New Labour has doubled NHS spending in England from £34 billion in 1997-98 to £69 billion now, and the Sunday Times has a long piece on where all this extra money has gone. They report an audit carried out by the King's Fund that concludes:
The bulk of new funding for the NHS is being eaten up by pay increases for staff and other “cost pressures”.
The funding increase left for new hospital services in 2004- 05 was only 2.4% despite an overall increase of 12%.
Figures for new doctors and nurses are overstated because more NHS staff are working part-time.
Waiting lists are coming down but some waits for diagnostic tests for cancer and other diseases are increasing.
MRSA infections are still a “significant problem” for the NHS.

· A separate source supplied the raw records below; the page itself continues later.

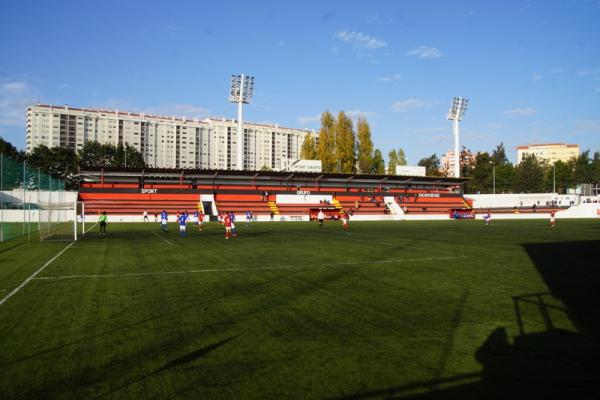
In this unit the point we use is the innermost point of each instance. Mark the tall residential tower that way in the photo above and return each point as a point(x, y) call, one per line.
point(165, 142)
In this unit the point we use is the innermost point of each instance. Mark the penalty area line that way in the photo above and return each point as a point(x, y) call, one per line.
point(32, 276)
point(273, 267)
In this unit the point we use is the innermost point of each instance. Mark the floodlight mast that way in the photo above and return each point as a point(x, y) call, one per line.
point(241, 91)
point(455, 114)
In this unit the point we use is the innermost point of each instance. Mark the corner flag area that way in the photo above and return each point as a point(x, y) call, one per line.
point(417, 309)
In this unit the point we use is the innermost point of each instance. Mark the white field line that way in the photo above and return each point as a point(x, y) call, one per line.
point(32, 276)
point(162, 238)
point(196, 271)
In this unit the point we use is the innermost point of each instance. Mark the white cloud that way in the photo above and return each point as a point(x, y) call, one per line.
point(520, 112)
point(425, 52)
point(360, 40)
point(389, 78)
point(411, 104)
point(14, 87)
point(309, 119)
point(538, 77)
point(589, 72)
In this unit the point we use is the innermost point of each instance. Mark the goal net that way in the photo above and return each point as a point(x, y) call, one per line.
point(60, 221)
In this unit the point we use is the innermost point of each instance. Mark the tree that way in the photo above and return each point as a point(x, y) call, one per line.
point(326, 150)
point(309, 148)
point(431, 164)
point(345, 144)
point(378, 167)
point(59, 162)
point(583, 171)
point(365, 147)
point(395, 158)
point(530, 175)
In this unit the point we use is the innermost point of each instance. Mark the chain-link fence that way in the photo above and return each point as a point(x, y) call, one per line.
point(23, 190)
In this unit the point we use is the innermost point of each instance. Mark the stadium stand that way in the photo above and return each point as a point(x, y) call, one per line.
point(132, 191)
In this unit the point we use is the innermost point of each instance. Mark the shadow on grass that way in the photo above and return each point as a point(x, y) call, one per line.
point(547, 363)
point(107, 332)
point(185, 359)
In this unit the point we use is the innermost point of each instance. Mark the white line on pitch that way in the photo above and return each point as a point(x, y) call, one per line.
point(32, 276)
point(162, 238)
point(196, 271)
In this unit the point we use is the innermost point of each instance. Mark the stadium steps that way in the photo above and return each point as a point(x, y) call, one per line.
point(336, 203)
point(273, 207)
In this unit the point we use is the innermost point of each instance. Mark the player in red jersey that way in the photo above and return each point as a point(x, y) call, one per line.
point(201, 221)
point(344, 218)
point(227, 223)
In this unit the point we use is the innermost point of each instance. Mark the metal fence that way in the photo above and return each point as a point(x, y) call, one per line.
point(22, 190)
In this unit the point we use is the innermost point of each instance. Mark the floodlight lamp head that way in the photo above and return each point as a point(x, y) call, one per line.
point(234, 89)
point(458, 108)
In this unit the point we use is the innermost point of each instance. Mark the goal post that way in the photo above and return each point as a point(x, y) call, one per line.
point(59, 220)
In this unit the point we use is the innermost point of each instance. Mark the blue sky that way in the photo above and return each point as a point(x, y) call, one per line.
point(531, 69)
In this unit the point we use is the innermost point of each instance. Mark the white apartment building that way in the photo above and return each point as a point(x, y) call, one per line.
point(165, 142)
point(550, 152)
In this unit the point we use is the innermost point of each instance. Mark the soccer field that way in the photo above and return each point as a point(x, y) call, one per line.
point(447, 309)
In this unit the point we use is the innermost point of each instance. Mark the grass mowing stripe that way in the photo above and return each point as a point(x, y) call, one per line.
point(195, 271)
point(32, 276)
point(161, 238)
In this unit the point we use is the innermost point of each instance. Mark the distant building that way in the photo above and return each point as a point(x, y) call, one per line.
point(295, 165)
point(550, 152)
point(165, 141)
point(410, 170)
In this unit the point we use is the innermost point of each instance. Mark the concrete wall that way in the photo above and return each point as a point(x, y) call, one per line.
point(519, 200)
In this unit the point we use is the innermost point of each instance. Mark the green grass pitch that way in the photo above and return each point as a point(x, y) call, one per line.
point(423, 310)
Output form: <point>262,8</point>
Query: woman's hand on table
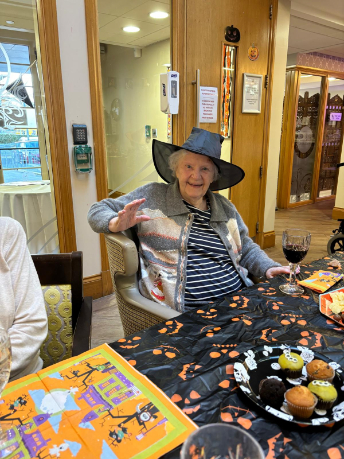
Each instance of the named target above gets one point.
<point>128,217</point>
<point>278,270</point>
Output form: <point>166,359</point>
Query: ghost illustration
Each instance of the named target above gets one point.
<point>55,402</point>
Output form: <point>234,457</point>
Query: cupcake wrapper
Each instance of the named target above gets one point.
<point>293,374</point>
<point>314,378</point>
<point>325,405</point>
<point>302,411</point>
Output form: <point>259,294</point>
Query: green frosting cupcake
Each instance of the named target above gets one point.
<point>326,393</point>
<point>291,363</point>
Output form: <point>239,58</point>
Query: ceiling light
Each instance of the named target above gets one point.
<point>131,29</point>
<point>158,15</point>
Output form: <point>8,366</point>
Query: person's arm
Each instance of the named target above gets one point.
<point>29,328</point>
<point>254,259</point>
<point>114,215</point>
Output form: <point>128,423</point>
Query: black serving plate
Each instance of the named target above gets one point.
<point>262,362</point>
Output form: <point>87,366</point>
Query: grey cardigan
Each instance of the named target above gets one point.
<point>164,239</point>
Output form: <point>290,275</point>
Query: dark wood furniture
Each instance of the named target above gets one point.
<point>66,268</point>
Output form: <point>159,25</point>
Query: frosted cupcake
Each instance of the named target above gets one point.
<point>326,393</point>
<point>301,402</point>
<point>320,370</point>
<point>291,364</point>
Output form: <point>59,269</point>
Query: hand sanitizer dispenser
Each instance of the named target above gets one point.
<point>169,92</point>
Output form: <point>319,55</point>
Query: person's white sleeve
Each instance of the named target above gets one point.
<point>29,327</point>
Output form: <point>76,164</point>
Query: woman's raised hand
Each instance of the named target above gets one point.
<point>128,217</point>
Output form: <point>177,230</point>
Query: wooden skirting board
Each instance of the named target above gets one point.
<point>98,285</point>
<point>337,213</point>
<point>268,239</point>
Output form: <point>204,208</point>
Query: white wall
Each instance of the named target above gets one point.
<point>76,88</point>
<point>282,34</point>
<point>134,83</point>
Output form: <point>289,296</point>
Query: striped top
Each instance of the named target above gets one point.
<point>210,271</point>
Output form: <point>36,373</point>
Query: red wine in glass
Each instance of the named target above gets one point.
<point>295,243</point>
<point>295,253</point>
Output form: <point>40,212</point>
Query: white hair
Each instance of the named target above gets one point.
<point>174,159</point>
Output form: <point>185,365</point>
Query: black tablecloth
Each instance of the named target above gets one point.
<point>191,358</point>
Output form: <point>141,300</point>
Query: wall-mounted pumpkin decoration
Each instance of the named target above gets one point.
<point>130,343</point>
<point>209,314</point>
<point>232,34</point>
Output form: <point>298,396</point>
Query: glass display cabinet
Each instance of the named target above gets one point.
<point>312,136</point>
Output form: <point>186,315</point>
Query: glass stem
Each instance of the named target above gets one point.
<point>292,275</point>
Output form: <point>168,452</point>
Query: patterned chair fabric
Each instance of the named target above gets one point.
<point>59,341</point>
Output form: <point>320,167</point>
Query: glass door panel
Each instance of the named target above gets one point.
<point>332,139</point>
<point>305,138</point>
<point>26,189</point>
<point>131,63</point>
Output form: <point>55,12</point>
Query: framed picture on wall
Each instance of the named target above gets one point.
<point>252,93</point>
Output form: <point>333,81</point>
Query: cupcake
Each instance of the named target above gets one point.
<point>318,369</point>
<point>326,393</point>
<point>291,364</point>
<point>272,392</point>
<point>301,402</point>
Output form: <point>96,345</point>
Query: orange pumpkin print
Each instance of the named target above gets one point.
<point>171,327</point>
<point>209,314</point>
<point>130,343</point>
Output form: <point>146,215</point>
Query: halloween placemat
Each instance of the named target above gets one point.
<point>95,405</point>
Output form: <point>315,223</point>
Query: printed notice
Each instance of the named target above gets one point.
<point>208,105</point>
<point>252,93</point>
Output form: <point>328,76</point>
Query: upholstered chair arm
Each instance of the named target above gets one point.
<point>82,332</point>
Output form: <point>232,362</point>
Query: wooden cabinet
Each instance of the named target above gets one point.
<point>312,135</point>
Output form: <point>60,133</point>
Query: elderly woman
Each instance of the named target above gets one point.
<point>194,246</point>
<point>22,311</point>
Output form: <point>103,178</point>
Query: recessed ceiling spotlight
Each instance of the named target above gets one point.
<point>158,15</point>
<point>131,29</point>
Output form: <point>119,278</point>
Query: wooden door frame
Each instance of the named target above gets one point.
<point>288,132</point>
<point>178,41</point>
<point>56,117</point>
<point>98,127</point>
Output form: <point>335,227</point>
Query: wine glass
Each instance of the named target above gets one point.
<point>295,243</point>
<point>5,369</point>
<point>221,441</point>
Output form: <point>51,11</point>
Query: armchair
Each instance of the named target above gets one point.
<point>69,314</point>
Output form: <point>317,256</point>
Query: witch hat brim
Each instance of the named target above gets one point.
<point>230,174</point>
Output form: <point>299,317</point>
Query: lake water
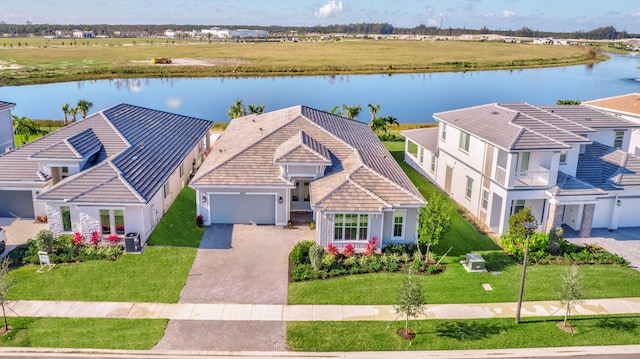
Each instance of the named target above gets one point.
<point>412,98</point>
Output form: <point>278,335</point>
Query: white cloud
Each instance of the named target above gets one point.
<point>332,7</point>
<point>508,13</point>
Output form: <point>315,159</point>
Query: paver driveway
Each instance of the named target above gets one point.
<point>242,264</point>
<point>624,242</point>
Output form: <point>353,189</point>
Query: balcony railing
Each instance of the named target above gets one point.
<point>532,179</point>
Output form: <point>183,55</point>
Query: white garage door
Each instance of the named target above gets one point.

This is no surprise to those of us who believe we need a completely different approach based on privatisation, competition and choice. And with health spending now heading for 9 per cent of GDP, we simply must switch over.
But how do we get there? How do we convince the electorate that breaking up the NHS is the only long-term solution?
Of course, in an ideal world, the Tories would adopt the policy and then use all their powers of persuasion to win the argument.
Unfortunately, my experiences on the doorstep show that, despite everything, the public still believe the NHS can and should be saved.
The Tories may be wimps, but hell, they want to get elected. So they have to confine themselves to generalised attacks on bureaucrats and their promise to revive Hattie Jacques. Well, there is that thing about meeting half the cost of private operations, but even that is interpreted by some as an attack on motherhood.
Public choice theory explains why it's so difficult to shrink the state. Out there on the doorsteps I'm discovering people may want lower taxes, but they sure don't want us to dismantle the NHS.